The Dragon Within Us
/Book Review: When Women Were Dragons
When you read the words lush, rollicking, and imaginative to describe a new novel, it’s difficult to not read it. And when several people you admire as readers recommend it, then it turns into an impossibility, especially when the plot turns on the ability of women in the 1950s being able to turn themselves into dragons.
Such is the case with When Women Were Dragons published in May 2022. There’s a bonus for us Minnesotans. The author, Kelly Barnhill, lives in Minneapolis (her hometown) with her husband and three children; in 2017 she won the Newbery Medal for her fourth novel, The Girl Who Drank the Moon.
When Women Were Dragons, Barnhill’s first adult novel, is set in Wisconsin and centers on the life of a young girl, Alex Green, and the aftermath of the “Mass Dragoning” of women in 1955 when hundreds of thousands of ordinary mothers, wives, sisters – you get the picture – sprout wings, scales, and talons in retaliation for living in such confined, constricted roles in that decade. They take revenge and then fly away seemingly to never return again. Young Alex is left to help raise her cousin, whose mom has dragoned, under the illusion that the girl is her sister and to cope with her own increasingly frustrated and fragile mother. After six years, and herself still in high school, she takes on the burden and the joy of raising her cousin to adulthood all the while carefully nurturing her own innate sense of possibility.

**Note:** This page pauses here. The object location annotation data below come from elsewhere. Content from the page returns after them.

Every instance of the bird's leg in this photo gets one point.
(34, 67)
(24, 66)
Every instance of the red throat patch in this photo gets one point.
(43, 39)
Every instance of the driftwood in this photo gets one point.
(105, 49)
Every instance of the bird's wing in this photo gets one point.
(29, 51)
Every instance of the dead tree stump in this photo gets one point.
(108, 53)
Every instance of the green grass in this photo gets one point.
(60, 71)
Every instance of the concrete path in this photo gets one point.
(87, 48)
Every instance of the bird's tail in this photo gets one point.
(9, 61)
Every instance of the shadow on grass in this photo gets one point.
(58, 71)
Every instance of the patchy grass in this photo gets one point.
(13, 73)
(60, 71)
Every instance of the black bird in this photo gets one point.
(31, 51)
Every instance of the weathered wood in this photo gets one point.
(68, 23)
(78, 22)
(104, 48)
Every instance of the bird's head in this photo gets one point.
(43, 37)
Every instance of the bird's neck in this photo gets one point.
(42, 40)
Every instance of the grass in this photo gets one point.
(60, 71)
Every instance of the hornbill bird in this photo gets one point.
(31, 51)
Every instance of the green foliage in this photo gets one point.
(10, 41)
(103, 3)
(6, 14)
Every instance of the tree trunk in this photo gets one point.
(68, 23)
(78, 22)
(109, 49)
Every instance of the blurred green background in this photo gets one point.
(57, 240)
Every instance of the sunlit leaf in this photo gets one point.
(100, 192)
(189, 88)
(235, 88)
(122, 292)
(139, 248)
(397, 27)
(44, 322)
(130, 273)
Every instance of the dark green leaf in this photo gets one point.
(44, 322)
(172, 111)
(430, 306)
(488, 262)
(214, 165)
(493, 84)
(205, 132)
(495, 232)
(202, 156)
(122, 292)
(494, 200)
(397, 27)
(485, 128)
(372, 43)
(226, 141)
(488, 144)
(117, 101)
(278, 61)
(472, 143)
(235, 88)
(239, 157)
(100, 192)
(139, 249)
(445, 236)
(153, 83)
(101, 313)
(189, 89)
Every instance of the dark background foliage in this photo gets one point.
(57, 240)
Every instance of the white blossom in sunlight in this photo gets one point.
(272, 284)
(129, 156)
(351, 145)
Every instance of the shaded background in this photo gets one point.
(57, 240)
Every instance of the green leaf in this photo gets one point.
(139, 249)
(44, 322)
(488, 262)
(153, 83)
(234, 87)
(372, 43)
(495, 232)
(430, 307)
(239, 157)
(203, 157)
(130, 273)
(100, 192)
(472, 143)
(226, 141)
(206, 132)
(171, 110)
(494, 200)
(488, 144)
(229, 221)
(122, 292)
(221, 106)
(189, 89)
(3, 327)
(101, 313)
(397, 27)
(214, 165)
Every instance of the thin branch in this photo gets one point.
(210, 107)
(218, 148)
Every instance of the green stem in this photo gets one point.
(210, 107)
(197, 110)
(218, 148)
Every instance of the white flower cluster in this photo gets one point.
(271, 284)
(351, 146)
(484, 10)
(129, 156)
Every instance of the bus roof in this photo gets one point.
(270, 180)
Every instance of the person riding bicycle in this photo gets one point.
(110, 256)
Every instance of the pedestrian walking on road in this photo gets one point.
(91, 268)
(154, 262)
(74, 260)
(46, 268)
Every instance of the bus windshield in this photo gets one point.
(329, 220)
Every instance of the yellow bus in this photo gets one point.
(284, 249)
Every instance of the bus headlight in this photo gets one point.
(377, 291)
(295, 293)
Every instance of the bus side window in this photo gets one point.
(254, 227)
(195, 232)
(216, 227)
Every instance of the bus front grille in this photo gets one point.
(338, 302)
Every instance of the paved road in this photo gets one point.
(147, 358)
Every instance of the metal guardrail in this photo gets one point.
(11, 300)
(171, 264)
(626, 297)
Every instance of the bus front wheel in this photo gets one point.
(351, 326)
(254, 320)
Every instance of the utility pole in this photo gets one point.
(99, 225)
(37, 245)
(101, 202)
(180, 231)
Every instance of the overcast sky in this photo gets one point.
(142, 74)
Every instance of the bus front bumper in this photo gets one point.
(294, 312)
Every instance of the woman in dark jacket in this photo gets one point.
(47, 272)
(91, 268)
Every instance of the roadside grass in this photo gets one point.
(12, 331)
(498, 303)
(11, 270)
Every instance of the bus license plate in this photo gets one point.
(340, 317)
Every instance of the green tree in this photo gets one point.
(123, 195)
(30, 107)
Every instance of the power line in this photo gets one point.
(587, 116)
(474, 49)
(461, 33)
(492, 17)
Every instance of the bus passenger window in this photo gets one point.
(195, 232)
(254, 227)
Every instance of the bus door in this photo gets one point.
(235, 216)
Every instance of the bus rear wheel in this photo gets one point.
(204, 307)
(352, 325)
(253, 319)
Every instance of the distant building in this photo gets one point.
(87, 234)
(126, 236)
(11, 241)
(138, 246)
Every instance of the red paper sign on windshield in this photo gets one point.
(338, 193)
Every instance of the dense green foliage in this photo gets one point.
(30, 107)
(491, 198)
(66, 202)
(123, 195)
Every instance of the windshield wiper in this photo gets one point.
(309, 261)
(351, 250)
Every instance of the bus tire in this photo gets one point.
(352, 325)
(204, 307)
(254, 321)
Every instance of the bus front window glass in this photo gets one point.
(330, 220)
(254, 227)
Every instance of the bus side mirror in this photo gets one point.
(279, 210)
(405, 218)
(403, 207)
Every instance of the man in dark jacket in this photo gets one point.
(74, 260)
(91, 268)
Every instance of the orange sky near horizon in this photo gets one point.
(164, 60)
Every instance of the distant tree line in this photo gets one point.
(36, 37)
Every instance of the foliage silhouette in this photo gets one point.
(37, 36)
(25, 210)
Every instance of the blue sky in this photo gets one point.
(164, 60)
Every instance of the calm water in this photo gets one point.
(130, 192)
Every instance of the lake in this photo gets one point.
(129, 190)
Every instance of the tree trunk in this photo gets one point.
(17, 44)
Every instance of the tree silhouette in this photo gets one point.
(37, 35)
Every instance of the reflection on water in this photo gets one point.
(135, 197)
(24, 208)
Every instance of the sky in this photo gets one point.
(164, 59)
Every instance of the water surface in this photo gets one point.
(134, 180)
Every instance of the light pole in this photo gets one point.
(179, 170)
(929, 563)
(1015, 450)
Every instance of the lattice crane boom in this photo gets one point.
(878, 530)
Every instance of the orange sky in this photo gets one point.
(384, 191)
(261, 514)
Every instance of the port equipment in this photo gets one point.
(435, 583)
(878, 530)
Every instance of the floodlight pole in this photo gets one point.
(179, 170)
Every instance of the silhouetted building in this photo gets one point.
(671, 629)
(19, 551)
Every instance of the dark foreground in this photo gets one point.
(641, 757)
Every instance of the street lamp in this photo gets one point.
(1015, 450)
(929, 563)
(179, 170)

The construct of the novel grabbed me from the beginning because I was born in 1950, a decade about which millions of people (mostly men, it’s been my experience) romanticize. My mother, mother-in-law, grandmothers, and women mentors, though, shared with me another side to the decade, one that saw a loss of freedom for so many women who were called to help run the country during World War II. To sustain the war effort and the country’s economic strength, women marched into factories, board rooms, universities, think tanks, intelligence agencies, decoding squads, the military branches – you name it, and women did it. When the war ended, though, these same women found themselves summarily dismissed and sent packing back to home and hearth. They felt marginalized, lost, and depressed (remember “mother’s little helper”, so readily prescribed to to women in the 1950s and 1960s?). Truth be told, the 1950s stood as a beacon decade for only a small percentage of the U.S. population.
When Women Were Dragons dips into fantasy and into history to show why so many women later began to push back, to be seen and treated as multi-dimensional, multi-faceted, multi-talented persons in addition to their “traditional” roles as wives and mothers. This combination provides a wallop of a narrative, and I found myself reading into the late night until the final page.
I won’t give away too much because this book is a page-turner. Yes, it contains sad and dark parts. It also, though, shows the beauty and benefits of intersectionality, the positive effects when choices are available for all, and the complex gender roles with which all of us humans grapple. And, yes, it asks us to question, once again, why women must constantly push back to live their best selves, to use ALL their talents, to lead and not just follow, to not be subject to a pigeon-holed life. The recent limitations being forced on women still say, “You cannot be trusted to know yourself or run your life.” Hog wash.